The ‘pimpl idiom’ (also known as the ‘opaque pointer’ or ‘cheshire cat’ idiom) is a C++ technique to avoid this problem. The idea is to include a pointer to a struct in the class interface (.h) to store the class attributes, but define the struct inside the .cpp file, keeping it hidden from the interface. Doing this resolves several issues:
- ABI compatibility is maintained because the class attributes are not exposed in the .h file and are used only internally within the DLL.
- It provides better encapsulation (the .h files only expose what the user needs to know).
- The
sizeof(reader)(in this example) remains the same, regardless of how many attributes the class has, as they are hidden within the Pimpl.

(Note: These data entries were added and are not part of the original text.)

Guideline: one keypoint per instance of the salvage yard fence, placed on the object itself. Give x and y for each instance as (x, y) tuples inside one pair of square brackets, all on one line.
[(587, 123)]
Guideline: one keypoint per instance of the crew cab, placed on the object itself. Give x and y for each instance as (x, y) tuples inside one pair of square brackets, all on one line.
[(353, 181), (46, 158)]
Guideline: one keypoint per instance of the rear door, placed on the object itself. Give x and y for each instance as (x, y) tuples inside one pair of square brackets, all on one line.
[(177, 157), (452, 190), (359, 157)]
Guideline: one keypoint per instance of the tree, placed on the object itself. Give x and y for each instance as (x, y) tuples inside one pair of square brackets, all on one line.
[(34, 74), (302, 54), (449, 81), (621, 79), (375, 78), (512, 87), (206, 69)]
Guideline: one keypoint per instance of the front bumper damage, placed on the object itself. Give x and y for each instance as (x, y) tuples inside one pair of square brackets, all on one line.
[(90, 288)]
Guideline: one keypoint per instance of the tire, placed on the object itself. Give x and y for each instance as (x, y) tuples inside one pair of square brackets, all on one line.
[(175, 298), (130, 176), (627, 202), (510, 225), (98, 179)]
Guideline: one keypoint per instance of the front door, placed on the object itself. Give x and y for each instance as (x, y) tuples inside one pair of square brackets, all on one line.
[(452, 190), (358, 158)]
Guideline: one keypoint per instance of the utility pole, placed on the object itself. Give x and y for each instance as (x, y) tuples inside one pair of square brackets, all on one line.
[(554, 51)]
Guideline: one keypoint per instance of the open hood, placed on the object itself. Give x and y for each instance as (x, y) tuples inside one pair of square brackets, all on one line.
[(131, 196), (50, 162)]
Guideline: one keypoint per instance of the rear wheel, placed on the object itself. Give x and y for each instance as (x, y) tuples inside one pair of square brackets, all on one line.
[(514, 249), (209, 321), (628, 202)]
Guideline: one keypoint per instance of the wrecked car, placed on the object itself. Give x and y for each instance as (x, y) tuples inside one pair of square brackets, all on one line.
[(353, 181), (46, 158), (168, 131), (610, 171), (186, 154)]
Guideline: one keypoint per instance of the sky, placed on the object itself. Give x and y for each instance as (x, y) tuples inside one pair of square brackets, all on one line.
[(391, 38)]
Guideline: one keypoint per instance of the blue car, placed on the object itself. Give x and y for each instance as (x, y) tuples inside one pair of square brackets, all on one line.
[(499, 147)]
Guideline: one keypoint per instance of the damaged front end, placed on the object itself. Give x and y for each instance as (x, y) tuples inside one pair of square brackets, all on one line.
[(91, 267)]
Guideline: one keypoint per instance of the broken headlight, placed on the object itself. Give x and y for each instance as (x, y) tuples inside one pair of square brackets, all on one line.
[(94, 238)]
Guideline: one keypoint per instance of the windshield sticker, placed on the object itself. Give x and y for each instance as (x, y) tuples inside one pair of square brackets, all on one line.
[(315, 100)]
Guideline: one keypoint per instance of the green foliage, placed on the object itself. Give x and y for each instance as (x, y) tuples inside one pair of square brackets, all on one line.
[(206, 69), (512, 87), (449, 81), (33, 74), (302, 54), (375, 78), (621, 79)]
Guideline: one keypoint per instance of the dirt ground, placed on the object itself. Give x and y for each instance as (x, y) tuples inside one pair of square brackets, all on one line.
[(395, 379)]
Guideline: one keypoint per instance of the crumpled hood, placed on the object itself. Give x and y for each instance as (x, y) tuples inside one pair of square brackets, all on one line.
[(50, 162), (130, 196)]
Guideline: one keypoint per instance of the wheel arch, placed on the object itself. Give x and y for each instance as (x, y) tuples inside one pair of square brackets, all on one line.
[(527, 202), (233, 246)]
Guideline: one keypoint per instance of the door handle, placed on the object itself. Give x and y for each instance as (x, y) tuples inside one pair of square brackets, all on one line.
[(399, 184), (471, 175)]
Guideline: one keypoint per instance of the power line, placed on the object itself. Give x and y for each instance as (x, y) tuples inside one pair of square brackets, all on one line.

This is crucial because it prevents memory layout shifts when the implementation changes. - If only the implementation changes, the project using our .h does not need to be recompiled since the .h remains unchanged.
So, how would the example look?
VERSION 1: Interface: “Reader.h”
class ReaderImpl; // forward declaration
class DLLEXPORT Reader
{
public:
Reader(const std::string& filename);
~Reader();
std::string readLine() const;
bool isEndOfFile() const;
private:
ReaderImpl* pImpl; // pointer to the class attrs
};
Implementation: “Reader.cpp”
#include "Reader.h"
//Here we define the struct to use
struct ReaderImpl
{
FILE* file;
};
Reader::Reader(const std::string& n)
{
pImpl = new ReaderImpl{};
pImpl->file = fopen(n.c_str(), "r");
}
Reader::~Reader()
{
fclose(pImpl->file);
delete pImpl;
}
std::string Reader::readLine() const
{
char aux[256];
fgets(aux, 256, pImpl->file);
return {aux};
}
bool Reader::isEndOfFile() const
{
return feof(pImpl->file);
}
VERSION 2: Interface: “Reader.h”
Implementation: “Reader.cpp”
#include "Reader.h"
struct ReaderImpl
{
std::string filename; //new attribute for version 2
FILE* file;
};
Reader::Reader(const std::string& n)
{
pImpl = new ReaderImpl{};
pImpl->filename = n;
pImpl->file = fopen(n.c_str(), "r");
}
Reader::~Reader()
{
fclose(pImpl->file);
delete pImpl;
}
std::string Reader::readLine() const
{
char aux[256];
fgets(aux, 256, pImpl->file);
return {aux};
}
bool Reader::isEndOfFile() const
{
return feof(pImpl->file);
}
void Reader::restart()
{
fclose(pImpl->file);
pImpl->file = fopen(pImpl->filename.c_str(), "r");
}
If the programmers of the reader.dll had used the ‘pimpl idiom’ from the beginning, the new Reader.dll would not have affected its consumers at all. This is because the new version would have maintained both API and ABI backwards compatibility.